Often it is design, then build; the two can be quite separate; depending on the project.  That is not the case here and the collaboration with the wider construction and design teams has been a really positive experience and has helped us come up with the right solutions on balance.”

Isaac, LandAid has been selected as Hydrock’s charity of the year, what does this mean?

“We have been doing lots of fundraising around Hydrock’s offices over the last year in addition to the project work on East Street Mews.  

We are fortunate to work for a business that supports all of our considerable fundraising efforts by matching donations so while I’m not sure what the total is at the moment, I know it will be doubled at the end of the year.  

With all of the different activities we have had from raffles, to rounders and fancy dress, I know we have made a huge effort to support this excellent charity and hits work to reduce youth homelessness.”

 

Jack Tasman, Mechanical Design Engineer,  has almost completed his HND qualification in Mechanical Engineering as an apprentice at Hydrock.

Jack, how have you been involved in the East Street Mews Project?

“Working on the Building Performance side, we have created a model of the building on Bedminster Parade to analyse it’s position, air quality, sunlight and the building’s fabric and how they will impact on it’s heating and cooling to create an efficient building.  We then considered the amount and type of plant equipment, like boilers, required in the building to ensure that demand for water and heat in the building is met readily.  Both the air quality and daylight assessments meant that we worked with the architect to inform the design of the apartments, ensuring they received good levels of daylight and limited air pollution in this city centre location.

As part of this process, we have looked at creating different heating options particularly, considering where we can reduce the running cost for the eventual residents by selecting the correct equipment, while being mindful of what the project team may be able to procure.  We are also trying to leave this specification as flexible as possible to adapt to what is available further down the line.”

Does working on East Street Mews differ from your typical work?

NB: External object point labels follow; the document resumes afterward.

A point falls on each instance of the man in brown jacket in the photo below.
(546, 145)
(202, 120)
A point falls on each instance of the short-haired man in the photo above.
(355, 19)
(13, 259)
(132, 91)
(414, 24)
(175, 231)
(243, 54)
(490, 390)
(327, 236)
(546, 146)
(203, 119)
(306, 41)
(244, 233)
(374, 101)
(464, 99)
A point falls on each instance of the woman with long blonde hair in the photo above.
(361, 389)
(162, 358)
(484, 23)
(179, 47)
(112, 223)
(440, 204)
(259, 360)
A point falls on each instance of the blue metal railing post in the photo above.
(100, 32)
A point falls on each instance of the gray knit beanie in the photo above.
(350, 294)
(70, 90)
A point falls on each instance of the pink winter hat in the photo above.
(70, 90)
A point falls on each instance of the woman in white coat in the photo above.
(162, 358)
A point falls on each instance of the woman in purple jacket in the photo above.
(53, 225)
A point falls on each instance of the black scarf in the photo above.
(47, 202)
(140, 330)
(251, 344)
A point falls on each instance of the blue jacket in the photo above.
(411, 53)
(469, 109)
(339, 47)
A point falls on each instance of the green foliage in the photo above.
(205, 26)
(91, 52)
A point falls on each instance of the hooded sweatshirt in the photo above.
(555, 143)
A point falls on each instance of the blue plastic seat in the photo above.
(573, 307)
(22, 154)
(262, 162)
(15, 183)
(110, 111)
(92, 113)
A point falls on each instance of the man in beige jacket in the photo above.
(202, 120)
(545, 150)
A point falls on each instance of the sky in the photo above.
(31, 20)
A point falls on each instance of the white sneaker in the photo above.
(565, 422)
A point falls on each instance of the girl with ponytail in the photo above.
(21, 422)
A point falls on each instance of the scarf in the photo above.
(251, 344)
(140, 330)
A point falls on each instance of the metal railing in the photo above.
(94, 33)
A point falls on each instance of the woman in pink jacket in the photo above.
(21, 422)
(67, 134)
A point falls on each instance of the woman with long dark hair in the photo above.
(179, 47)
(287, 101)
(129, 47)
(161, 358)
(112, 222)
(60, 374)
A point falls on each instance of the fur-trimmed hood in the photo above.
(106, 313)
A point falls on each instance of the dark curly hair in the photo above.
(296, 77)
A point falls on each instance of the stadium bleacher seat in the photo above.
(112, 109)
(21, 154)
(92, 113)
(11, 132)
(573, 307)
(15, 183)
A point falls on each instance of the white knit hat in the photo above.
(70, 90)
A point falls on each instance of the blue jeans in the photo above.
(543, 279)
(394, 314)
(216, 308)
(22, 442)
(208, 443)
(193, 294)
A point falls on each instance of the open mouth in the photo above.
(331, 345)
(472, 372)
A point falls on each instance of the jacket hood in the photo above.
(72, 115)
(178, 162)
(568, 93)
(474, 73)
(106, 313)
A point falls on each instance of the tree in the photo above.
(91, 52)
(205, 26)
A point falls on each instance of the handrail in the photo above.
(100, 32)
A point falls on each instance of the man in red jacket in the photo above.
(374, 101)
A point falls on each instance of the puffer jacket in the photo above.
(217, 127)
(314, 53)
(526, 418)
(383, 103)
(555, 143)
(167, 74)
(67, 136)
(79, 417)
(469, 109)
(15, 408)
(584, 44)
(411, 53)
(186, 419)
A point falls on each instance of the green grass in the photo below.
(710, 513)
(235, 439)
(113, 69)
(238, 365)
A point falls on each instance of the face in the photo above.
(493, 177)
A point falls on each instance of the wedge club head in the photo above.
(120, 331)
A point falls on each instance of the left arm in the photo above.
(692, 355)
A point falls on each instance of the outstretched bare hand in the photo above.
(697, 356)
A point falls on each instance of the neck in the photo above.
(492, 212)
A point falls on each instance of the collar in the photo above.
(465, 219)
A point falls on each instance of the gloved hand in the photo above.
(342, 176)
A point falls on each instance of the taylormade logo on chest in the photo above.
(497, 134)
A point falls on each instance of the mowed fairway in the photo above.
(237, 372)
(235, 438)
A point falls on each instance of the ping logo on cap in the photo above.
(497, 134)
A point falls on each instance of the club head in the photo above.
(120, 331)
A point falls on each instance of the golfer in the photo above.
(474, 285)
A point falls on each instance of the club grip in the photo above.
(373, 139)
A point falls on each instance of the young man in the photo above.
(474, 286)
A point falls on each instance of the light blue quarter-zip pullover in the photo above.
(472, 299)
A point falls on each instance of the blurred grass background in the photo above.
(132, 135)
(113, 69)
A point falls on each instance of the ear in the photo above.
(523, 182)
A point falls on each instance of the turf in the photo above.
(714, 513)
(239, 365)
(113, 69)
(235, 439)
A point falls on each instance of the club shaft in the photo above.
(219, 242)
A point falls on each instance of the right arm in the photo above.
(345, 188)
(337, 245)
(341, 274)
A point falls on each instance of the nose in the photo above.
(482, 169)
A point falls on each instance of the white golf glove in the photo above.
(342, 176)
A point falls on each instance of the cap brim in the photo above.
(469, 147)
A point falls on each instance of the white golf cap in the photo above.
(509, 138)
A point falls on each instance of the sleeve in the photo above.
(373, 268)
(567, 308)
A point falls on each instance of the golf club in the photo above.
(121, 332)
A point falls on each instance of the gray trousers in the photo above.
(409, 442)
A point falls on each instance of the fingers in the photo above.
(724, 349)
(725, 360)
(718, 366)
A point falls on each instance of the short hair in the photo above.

“In some ways it is the same but in others it is quite different!  Typically we would make a recommendation for a property based on our model, analysis and client requirements and (as long as the recommendation is within the budget), it would be fine.   Creating different options for say, heating, and leaving space for flexibility in procurement has been a constraint at times, but because it has encouraged collaborative working, it has been a positive and interesting way to approach a project as well.  We have worked much more closely with other partners in the project as a result.

In addition to this, our recommendations have been focussed keeping energy bills low for the ultimate residents of East Street Mews, that has remained a key concern.”

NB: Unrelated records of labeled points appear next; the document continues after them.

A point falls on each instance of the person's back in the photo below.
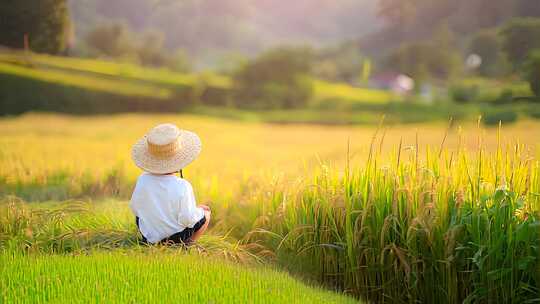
(163, 204)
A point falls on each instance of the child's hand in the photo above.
(205, 207)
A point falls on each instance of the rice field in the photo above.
(163, 277)
(390, 214)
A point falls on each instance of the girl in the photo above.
(163, 204)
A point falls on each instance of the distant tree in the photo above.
(276, 79)
(179, 61)
(487, 44)
(342, 63)
(533, 72)
(45, 22)
(151, 51)
(424, 60)
(113, 39)
(520, 37)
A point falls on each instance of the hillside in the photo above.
(212, 27)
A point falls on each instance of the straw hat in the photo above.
(166, 149)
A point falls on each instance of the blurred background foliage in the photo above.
(356, 59)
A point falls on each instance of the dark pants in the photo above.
(183, 237)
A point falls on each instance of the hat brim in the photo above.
(189, 150)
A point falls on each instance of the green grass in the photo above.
(326, 90)
(120, 70)
(92, 83)
(116, 277)
(452, 227)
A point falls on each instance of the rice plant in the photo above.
(452, 227)
(143, 278)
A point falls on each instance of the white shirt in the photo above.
(165, 205)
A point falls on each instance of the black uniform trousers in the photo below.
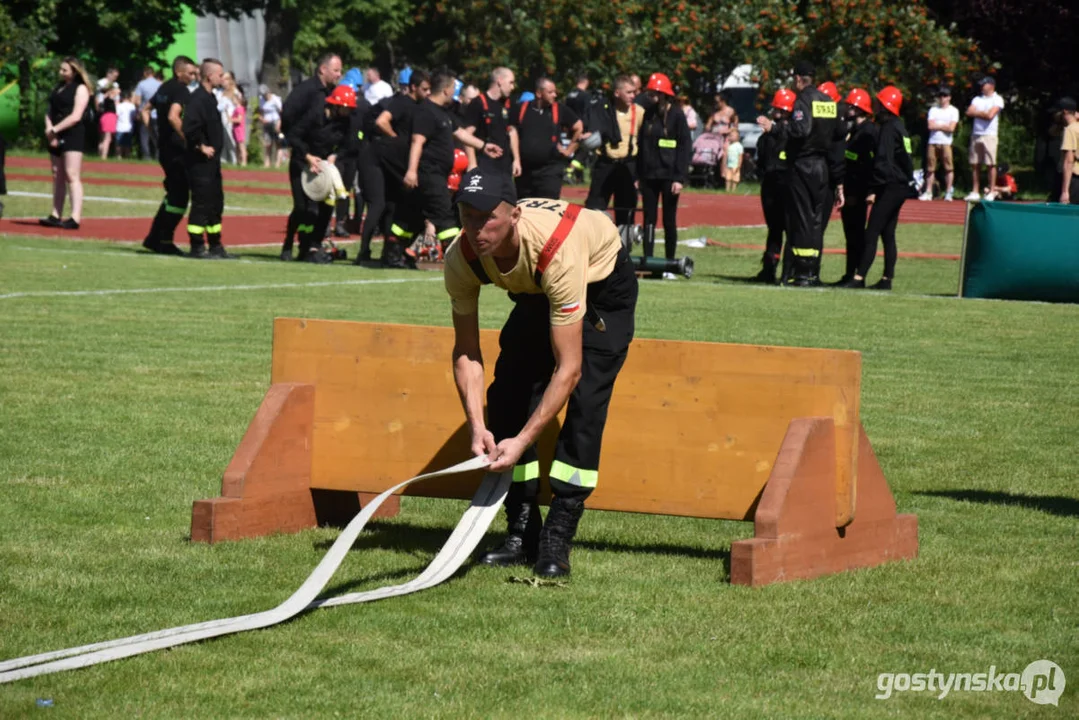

Jack, you mention keeping a focus on the young people who will live in the new homes created at East Street Mews, did they have an impact to your approach on this project?

“Absolutely, as I mentioned, throughout the project we have remained mindful of the young people who will live at East Street Mews.  

I attended the annual event of Developing Health & Independence at the end of 2018 and it helped to understand not only the excellent work that DHI does, but also who will live in the property once the work is completed.    Hearing the positive stories of how people were once homeless turned their lives around with the right support was really powerful.  

It would be easy to see this as any other building, focus on deadlines and getting the work ‘out the door’ but knowing that our expertise can make a real difference young people’s lives for years to come in Bristol, the city I’m from, is a great feeling.

I’ve also decided to run my first marathon to support the fundraising for LandAid’s later this year! “

Thank you to both Isaac and Jack for speaking to us.